CAAF Residency st[art]@art central, November – December 2011
Morphoids are unusual creatures, identified by the distinct peeling quality of their skin. The first of the Morphoids was discovered by Jennifer Akkermans in 2010, in Fish Creek Park, Calgary, Alberta. The first Morphoid discovered, Sepal, was seen scurrying out of sight under a bush. Akkermans says, “Sepal has very effective camouflage – at first, all I saw was the movement. When I looked, I couldn’t make out exactly what was moving, and then I saw it. I had never seen anything like it.” Sepal is a creature of an unusual color, texture, and shape, and doesn’t have any sort of a face – no obvious eyes, nose or mouth. It also seems to move very quickly, but slyly, and not when it feels it is being watched.
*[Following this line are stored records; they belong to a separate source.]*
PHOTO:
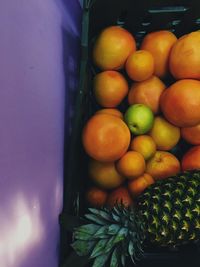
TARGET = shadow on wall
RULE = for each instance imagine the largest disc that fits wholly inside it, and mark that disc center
(39, 53)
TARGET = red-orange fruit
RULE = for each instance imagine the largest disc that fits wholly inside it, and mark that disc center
(184, 58)
(159, 44)
(191, 160)
(112, 48)
(106, 137)
(180, 103)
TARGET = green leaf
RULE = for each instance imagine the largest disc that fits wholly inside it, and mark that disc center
(83, 248)
(88, 228)
(113, 229)
(100, 261)
(122, 234)
(116, 218)
(100, 213)
(95, 219)
(82, 236)
(131, 251)
(102, 231)
(123, 260)
(99, 248)
(110, 244)
(114, 259)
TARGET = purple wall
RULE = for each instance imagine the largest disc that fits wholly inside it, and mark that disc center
(39, 47)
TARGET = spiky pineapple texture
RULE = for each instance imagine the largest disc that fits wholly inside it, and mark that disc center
(114, 234)
(168, 214)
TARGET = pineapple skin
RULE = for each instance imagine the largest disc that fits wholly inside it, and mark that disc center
(170, 210)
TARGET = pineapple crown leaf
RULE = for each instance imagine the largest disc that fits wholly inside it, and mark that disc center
(110, 235)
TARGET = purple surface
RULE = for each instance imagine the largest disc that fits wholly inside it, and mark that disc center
(39, 48)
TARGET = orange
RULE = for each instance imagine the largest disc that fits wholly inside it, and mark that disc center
(106, 137)
(180, 103)
(138, 185)
(145, 145)
(119, 195)
(131, 165)
(111, 111)
(147, 92)
(191, 134)
(159, 44)
(164, 134)
(110, 88)
(184, 59)
(140, 65)
(96, 197)
(162, 165)
(191, 160)
(104, 174)
(112, 48)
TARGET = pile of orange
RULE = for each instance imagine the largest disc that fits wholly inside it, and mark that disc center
(122, 166)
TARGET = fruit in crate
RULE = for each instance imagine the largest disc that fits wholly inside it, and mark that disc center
(159, 44)
(167, 215)
(96, 197)
(104, 174)
(164, 134)
(110, 111)
(184, 60)
(145, 145)
(162, 165)
(139, 119)
(191, 159)
(147, 92)
(105, 137)
(180, 103)
(112, 48)
(131, 164)
(138, 185)
(140, 65)
(110, 88)
(119, 195)
(191, 134)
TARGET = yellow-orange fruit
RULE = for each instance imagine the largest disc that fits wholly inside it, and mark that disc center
(104, 174)
(184, 58)
(112, 48)
(140, 65)
(105, 137)
(159, 44)
(110, 88)
(180, 103)
(147, 92)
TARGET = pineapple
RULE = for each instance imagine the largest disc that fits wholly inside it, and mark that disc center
(167, 214)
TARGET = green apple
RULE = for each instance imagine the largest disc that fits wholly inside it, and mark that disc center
(139, 119)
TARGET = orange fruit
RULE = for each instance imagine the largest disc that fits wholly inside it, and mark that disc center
(119, 195)
(131, 165)
(147, 92)
(112, 48)
(138, 185)
(140, 65)
(191, 160)
(164, 134)
(162, 165)
(111, 111)
(110, 88)
(145, 145)
(191, 134)
(184, 60)
(96, 197)
(106, 137)
(159, 44)
(104, 174)
(180, 103)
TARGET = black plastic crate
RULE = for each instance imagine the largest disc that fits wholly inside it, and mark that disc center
(138, 17)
It seemed that once Akkermans had discovered the first Morphoid, there were many more to be revealed. Since 2010, Morphoids of all shapes and sizes, have been carefully observed and photographed both in their natural environments and in the laboratory. They are unlike any animals seen before, in that the Morphoids have a few very distinct defining characteristics:
- They are ambiguous creatures, and often seem to imitate other animals
- They are often very vibrantly coloured
- All have an unusual peeling skin texture on part, if not all of their bodies
- They show no obvious facial features or genitalia
- Their main defense mechanism is to freeze when they feel they are being watched
As a result of these discoveries, Akkermans founded the Institute of Morphoid Research. The Institute is dedicated to the study and preservation of the creatures falling within what a new phylum, Morphopodia. The Institute aims to document all aspects of the Morphoids, through many avenues of study and research, including observation, photography, video, drawing, anatomical study, collecting, speculation and eventually, dissection.